Доставленных в обозе генерала Жинь-гуня старшин и старейшин тюркских родов и поколений, представляющих не то какую-то государственную опасность, не то другой интерес, загнали в крепостные подземелья, дав начало шумным чествование генерала Жинь-гуня и его доблестного штаба на городской площади.

Оно длилось весь день и закончилось появлением императрицы под балдахином. Горели тысячи факелов, звучали тысячи флейт и струнных инструментов, больших и малых барабанов, длинных и коротких труб, тростниковых свирелей, что бывает совсем не часто и только по самым большим торжествам. Замысловатые танцы-феерии исполняли тысячи юных дворцовых красавиц и танцовщиц.

Императрица, окруженная гвардейцами и монахами, овеваемая опахалами, надменная и высокомерная, поднялась, но балдахина не покинула, позволив себе подарить склонившемуся перед нею генералу-фавориту нечто похожее на поощрительную улыбку, вызвав новую бурю восторга.

Генерала Жинь-гуня чествовали еще несколько дней, но генерала Хин-кяня держали за городом, не объясняя причин.

Хин-кянь нервничал, его мужественное лицо, обожженное пустыней, было хмурым. Когда появляющиеся в его лагере военные чиновники-посыльные пытались доброжелательно втолковать, что генерал совершает ошибку, продолжая держать при себе плененного князя Фуняня, не отсылая к У-хоу, он с достоинством отвечал:

– С князем Фунянем у меня заключен договор, я его выполняю. Я представлю князя Фуняня великой У-хоу лично и буду, как повелевает мой долг, настаивать на пощаде. Упрямец путал все карты развернувшегося величия и торжества, вызывая неприязнь царствующих особ и царедворца-монаха.

Тихое противостояние длилось ровно через неделю, пока воздавались шумные почести генералу Жинь-гуню, и только потом наступила очередь генерала Хин-кяня, получившего разрешение войти в столицу. Вызывая возмущение, рядом с ним в седле следовал тюркский хан-пленник при личном оружии, сопровождаемый несколькими нукерами и женами в обозе. Единственное, в чем оказался унижен тюркский вожак, – его лишили права быть в ханском головном уборе, представлявшим округлую меховую шапку с каменьями, золотыми фигурками зверей и животных, перепоясанную по верху витыми золочеными шнурами толщиной в палец, который стражи везли вздетым на пику.

Непокрытая голова хана-пленника встрепанные жгуче-смолянистые волосы были не то наполнены песка, не то поседели.

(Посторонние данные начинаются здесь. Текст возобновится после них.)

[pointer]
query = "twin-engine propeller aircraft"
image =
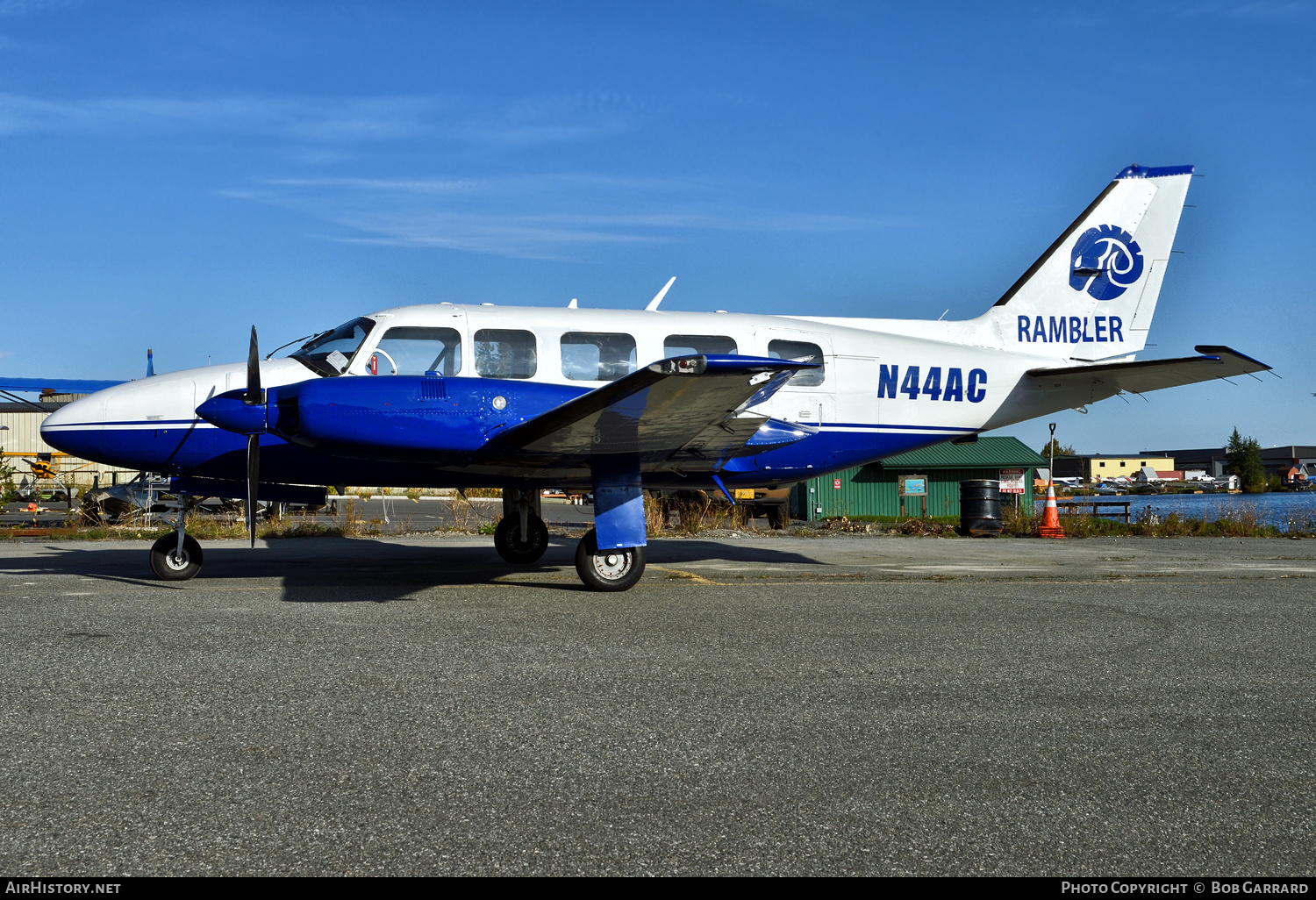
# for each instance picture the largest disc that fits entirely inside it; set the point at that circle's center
(619, 402)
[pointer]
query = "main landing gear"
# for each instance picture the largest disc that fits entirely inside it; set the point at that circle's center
(521, 539)
(176, 557)
(608, 570)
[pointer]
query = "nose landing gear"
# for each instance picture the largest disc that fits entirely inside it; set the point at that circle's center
(521, 537)
(176, 557)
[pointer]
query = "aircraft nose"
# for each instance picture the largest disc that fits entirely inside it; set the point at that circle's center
(76, 428)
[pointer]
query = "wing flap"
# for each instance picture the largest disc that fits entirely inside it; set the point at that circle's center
(694, 404)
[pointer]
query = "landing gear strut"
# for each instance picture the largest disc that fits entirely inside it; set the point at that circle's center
(521, 537)
(176, 557)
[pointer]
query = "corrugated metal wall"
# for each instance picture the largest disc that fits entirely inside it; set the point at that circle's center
(873, 491)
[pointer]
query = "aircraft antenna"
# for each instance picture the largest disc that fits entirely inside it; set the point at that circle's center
(653, 304)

Генерал иногда наклонялся к нему, что-то говорил, вроде бы улыбался, словно позабыв, что улыбается врагу великой империи, беспощадной к тем, кто ей изменяет, князь Фунянь в ответ кивал, как бы поддерживая в чем-то и соглашаясь.

Подобная вольность на глазах у столицы не могла не задеть недоброжелателей, и они незамедлительно проявились, засвистев и заулюлюкав. Особенно неистовствовала группка тех же самых, набежавших на кортеж длинноногих девиц в странных, наполовину тюркских, наполовину китайских одеждах, с музыкальными инструментами, издающими далеко не благозвучные мелодии, которая несколько дней назад безудержно восхищались генералом Жинь-гунем.

Рыжеголовым красавцем Жинь-гунем!

– Кто эти, настолько мне непонятные? – не без удивления спросил тюркский князь.

– Есть в Чаньани такое общество вольных девиц, желающих отведать нового брата, – небрежно обронил генерал, сохраняя величие и спокойствие.

– Почему они гневом встречают тебя, генерал? – разобравшись в происходящем, не без удивления спросил князь.

– Потому что ты не связан, не сидишь лицом к хвосту своего коня, как был представлен толпе генералом Жинь-гунем твой сподвижник Выньбег. Потому что я признаю в тебе воина, а им нужно видеть сумасшедшего дикаря, – с легкой усмешкой ответил Хин-кянь.